Лишенный благодаря технике всякой тайны и всякой иллюзии, лишенный своего происхождения (поскольку был сгенерирован моделями), лишенный всякой коннотации смысла и ценности, внеорбитальный, то есть выведенный за орбиту субъекта и в то же время лишенный определенного способа видения, которое является частью эстетической дефиниции мира, – только тогда он становится, так сказать, чистым объектом, возвращая себе нечто от той силы и от той непосредственности форм, предшествующих и последующих всеобщей эстетизации нашей культуры. Все эти артефакты, все эти объекты и искусственные образы оказывают на нас искусственное воздействие, фасцинацию; симулякры не являются больше симулякрами, они вновь становятся материальной очевидностью – возможно, фетишами, одновременно полностью деперсонализированными, десимволизированными и все же наделенными максимальной интенсивностью, сформированными [investis] непосредственно как
Таким образом, оказавшись по ту сторону эстетической формы, эти объекты присоединяются к алеаторным и головокружительным формам игры, о которых писал Кайуа[160]

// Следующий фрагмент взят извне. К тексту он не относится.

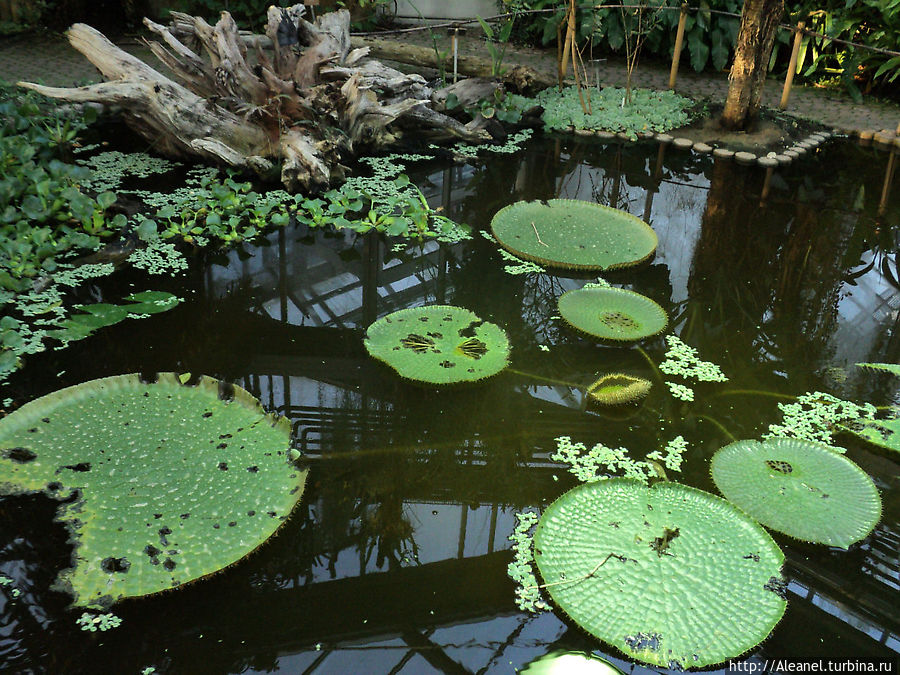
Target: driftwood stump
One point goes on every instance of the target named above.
(306, 105)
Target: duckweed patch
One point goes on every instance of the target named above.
(815, 416)
(152, 510)
(684, 360)
(648, 110)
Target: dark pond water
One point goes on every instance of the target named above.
(396, 560)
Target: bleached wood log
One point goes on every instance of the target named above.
(313, 102)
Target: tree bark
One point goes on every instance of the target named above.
(759, 23)
(315, 102)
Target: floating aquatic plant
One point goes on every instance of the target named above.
(669, 575)
(816, 415)
(618, 389)
(648, 111)
(160, 483)
(680, 391)
(883, 432)
(103, 622)
(440, 344)
(520, 570)
(596, 463)
(800, 488)
(612, 313)
(573, 234)
(671, 455)
(684, 360)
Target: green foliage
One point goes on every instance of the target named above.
(612, 313)
(440, 344)
(648, 110)
(800, 488)
(496, 43)
(618, 389)
(45, 212)
(874, 23)
(159, 483)
(815, 416)
(573, 234)
(683, 360)
(657, 571)
(883, 432)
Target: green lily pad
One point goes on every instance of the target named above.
(612, 313)
(439, 344)
(164, 483)
(618, 389)
(573, 234)
(801, 488)
(669, 575)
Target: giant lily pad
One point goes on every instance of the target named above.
(801, 488)
(618, 389)
(162, 483)
(670, 575)
(439, 344)
(612, 313)
(573, 234)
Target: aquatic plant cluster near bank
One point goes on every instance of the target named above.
(55, 213)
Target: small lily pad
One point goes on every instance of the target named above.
(669, 575)
(618, 389)
(440, 344)
(159, 483)
(801, 488)
(573, 234)
(612, 313)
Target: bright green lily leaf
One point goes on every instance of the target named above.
(612, 313)
(573, 234)
(168, 483)
(669, 575)
(801, 488)
(440, 344)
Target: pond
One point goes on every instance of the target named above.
(396, 559)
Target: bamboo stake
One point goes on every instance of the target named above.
(679, 39)
(888, 180)
(798, 38)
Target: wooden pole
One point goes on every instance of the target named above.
(888, 180)
(798, 38)
(454, 45)
(679, 39)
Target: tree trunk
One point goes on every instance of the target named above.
(759, 23)
(305, 107)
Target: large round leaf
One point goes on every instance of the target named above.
(670, 575)
(574, 234)
(801, 488)
(163, 483)
(439, 344)
(612, 313)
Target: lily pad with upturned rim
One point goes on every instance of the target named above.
(670, 575)
(573, 234)
(439, 344)
(161, 483)
(800, 488)
(612, 313)
(615, 389)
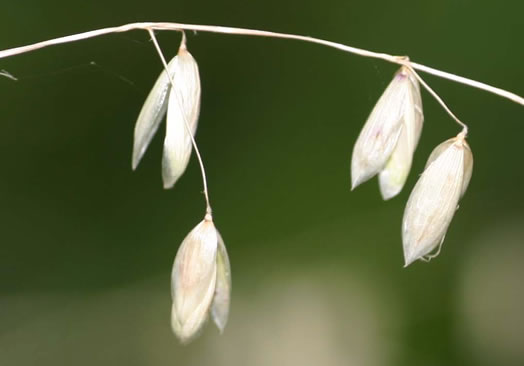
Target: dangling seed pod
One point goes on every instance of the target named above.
(182, 102)
(435, 198)
(200, 281)
(388, 139)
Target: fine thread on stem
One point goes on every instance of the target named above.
(253, 32)
(188, 129)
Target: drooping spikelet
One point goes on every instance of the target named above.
(388, 139)
(435, 198)
(182, 102)
(200, 281)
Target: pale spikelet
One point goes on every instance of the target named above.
(435, 198)
(200, 282)
(183, 107)
(395, 173)
(390, 135)
(220, 307)
(194, 280)
(151, 114)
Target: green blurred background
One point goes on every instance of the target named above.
(88, 245)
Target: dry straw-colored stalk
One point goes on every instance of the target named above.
(201, 278)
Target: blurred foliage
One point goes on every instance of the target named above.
(87, 245)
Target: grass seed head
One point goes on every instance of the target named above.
(390, 135)
(200, 281)
(435, 198)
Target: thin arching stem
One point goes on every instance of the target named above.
(440, 101)
(188, 129)
(253, 32)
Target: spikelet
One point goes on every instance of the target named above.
(390, 135)
(435, 198)
(200, 281)
(183, 108)
(152, 113)
(395, 173)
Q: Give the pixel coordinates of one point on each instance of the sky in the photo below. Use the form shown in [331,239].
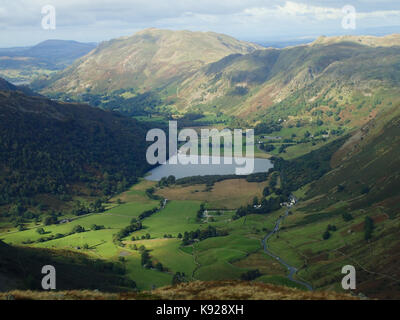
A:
[22,22]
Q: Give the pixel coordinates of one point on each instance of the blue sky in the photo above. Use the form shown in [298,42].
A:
[253,20]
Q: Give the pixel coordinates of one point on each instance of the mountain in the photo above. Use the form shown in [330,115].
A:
[63,149]
[20,268]
[350,215]
[339,81]
[25,63]
[150,59]
[7,86]
[326,79]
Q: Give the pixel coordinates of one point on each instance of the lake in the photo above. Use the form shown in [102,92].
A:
[180,170]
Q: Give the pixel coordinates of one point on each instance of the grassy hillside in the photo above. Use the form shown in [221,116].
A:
[148,60]
[221,290]
[20,268]
[25,64]
[54,152]
[334,81]
[359,197]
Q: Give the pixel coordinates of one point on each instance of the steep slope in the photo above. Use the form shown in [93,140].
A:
[147,60]
[351,215]
[331,79]
[6,86]
[20,268]
[48,147]
[198,290]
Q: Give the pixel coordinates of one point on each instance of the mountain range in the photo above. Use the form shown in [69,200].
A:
[23,64]
[333,79]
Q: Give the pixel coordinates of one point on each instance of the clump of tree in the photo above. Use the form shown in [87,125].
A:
[117,238]
[147,213]
[266,206]
[200,212]
[199,235]
[368,228]
[347,216]
[167,181]
[178,277]
[327,234]
[250,275]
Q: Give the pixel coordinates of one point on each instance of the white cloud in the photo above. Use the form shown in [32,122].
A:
[89,20]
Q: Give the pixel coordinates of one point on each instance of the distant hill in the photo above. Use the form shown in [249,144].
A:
[324,80]
[22,64]
[7,86]
[149,59]
[52,148]
[337,80]
[351,215]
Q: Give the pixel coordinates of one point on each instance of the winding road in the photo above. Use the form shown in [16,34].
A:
[292,270]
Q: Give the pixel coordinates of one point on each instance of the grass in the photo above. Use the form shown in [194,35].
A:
[227,194]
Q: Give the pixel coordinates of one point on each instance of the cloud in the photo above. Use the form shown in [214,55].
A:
[89,20]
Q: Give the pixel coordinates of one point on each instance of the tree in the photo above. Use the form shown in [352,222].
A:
[178,277]
[78,229]
[326,235]
[347,216]
[368,228]
[250,275]
[159,266]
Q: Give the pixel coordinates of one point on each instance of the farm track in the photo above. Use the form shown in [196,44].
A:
[292,270]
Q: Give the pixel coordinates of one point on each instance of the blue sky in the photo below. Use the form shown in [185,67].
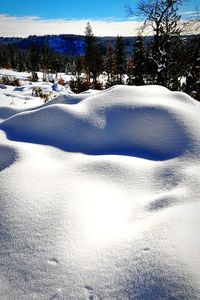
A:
[77,9]
[108,17]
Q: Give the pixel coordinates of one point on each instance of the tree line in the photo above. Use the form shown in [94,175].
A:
[170,59]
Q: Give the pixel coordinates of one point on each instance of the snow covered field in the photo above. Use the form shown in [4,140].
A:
[99,195]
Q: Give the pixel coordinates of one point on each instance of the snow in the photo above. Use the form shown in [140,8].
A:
[100,195]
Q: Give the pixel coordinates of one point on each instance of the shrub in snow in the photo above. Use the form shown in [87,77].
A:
[78,85]
[58,87]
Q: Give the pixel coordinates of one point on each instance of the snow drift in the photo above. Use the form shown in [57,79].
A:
[100,197]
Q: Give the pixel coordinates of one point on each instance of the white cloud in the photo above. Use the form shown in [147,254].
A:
[25,26]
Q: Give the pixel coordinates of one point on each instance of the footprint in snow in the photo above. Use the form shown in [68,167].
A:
[53,261]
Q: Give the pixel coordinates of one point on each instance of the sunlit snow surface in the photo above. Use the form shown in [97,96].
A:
[100,195]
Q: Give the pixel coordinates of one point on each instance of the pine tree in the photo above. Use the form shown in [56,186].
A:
[139,62]
[89,50]
[120,59]
[109,63]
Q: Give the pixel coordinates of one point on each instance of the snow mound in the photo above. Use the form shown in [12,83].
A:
[113,216]
[144,125]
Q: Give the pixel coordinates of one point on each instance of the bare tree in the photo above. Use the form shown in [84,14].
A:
[163,17]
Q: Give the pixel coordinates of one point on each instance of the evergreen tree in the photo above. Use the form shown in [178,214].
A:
[139,62]
[120,59]
[109,63]
[89,50]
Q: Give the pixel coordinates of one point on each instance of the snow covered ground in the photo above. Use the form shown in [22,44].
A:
[99,195]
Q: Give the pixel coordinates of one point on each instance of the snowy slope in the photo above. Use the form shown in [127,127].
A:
[100,197]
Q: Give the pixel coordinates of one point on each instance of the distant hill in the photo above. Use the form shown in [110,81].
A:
[68,43]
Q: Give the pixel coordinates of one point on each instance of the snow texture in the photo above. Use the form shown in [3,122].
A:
[99,195]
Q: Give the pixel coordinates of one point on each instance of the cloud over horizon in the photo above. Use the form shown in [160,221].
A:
[24,26]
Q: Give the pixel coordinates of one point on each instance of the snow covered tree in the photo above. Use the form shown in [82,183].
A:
[192,86]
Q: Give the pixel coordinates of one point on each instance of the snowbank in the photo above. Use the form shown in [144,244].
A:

и которые противоположны играм репрезентации, подражания и вообще эстетическому. Они прекрасно иллюстрируют тип нашего общества, которое само по себе является обществом пароксизма и экзорцизма, то есть такого общества, в котором мы до головокружения поглощаем нашу собственную реальность, нашу собственную идентичность и в котором мы стремимся отвергнуть ее с той же силой, с какой сама реальность до головокружения поглотила своего собственного двойника и вместе с тем стремится изгнать его во всех его проявлениях.Таким образом, эти банальные объекты, эти технические объекты, эти виртуальные объекты, становятся новыми странными аттракторами, новыми объектами по ту сторону эстетики, трансэстетическими. Эти объекты-фетиши, без сигнификации, без иллюзии, без ауры, без ценности, становятся зеркалом нашей радикальной дезиллюзии относительно мира. Чистые объекты, иронические объекты, такие же, как образы Уорхола.
Уорхол, введение в фетишизм
Энди Уорхол отталкивается от любого образа, чтобы уничтожить в нем его воображаемое и превратить в чистый визуальный продукт. Чистая логика, безусловный симулякр. Стив Миллер (и все те, кто «эстетически» перерабатывает видеообразы, научные фотографии, компьютерные изображения) делает прямо противоположное. Он воссоздает эстетику с помощью грубого материала. Один использует машину, чтобы воссоздать искусство, другой (Уорхол) сам есть машина. Самая настоящая машинная метаморфоза – вот что такое Уорхол. Стив Миллер производит лишь механическую машинную симуляцию и использует технику, чтобы создать иллюзию. Уорхол предлагает нам чистую иллюзию техники – технологию как радикальную иллюзию, – намного превосходящую сегодня иллюзию живописи.